-
Notifications
You must be signed in to change notification settings - Fork 2
Usage
Mathieu Fourment edited this page Apr 22, 2015
·
1 revision
- Sequence names in the alignment and tree files must match.
- Sequence names cannot contain these characters
,[]():; - Sequences contain the time of sampling at the end of their names and the date should start with an underscore (e.g. seq1_2010.5).
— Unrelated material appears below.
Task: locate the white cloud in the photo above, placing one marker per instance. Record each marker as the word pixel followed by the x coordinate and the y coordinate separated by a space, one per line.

Sequences are assumed to be isochronous if dates are not present.
- No duplicate sequence names.
- The tag for calibration points for an internal node inside a tree should be: [&cal_height={10,15}].
- Calibration points are only for isochronous sequences (for now).
- NEXUS files:
- Names can contain spaces but the whole name has to be surrounded by quotes (e.g. "seq 1_2001.3")
- Keep the file simple.
>seq1_2001.3
AAAAAAAA
>seq2_2011.3
AAAAAAAT
>seq3_2013.72
AAAAAAAG
>seq4_2008.2
AAAAAAAC
or
#NEXUS
begin data;
seq1_2001.3 AATCTCGA
seq2_2011.3 AAACTCGA
seq3_2013.72 AATTTCGA
seq4_2008.2 AATTTCGG
end;
(((seq1_2001.3, seq2_2011.3), seq3_2013.72), seq4_2008.2);
or
#NEXUS
begin trees;
(((seq1_2001.3, seq2_2011.3), seq3_2013.72), seq4_2008.2);
end;
physher expects a configuration file as argument.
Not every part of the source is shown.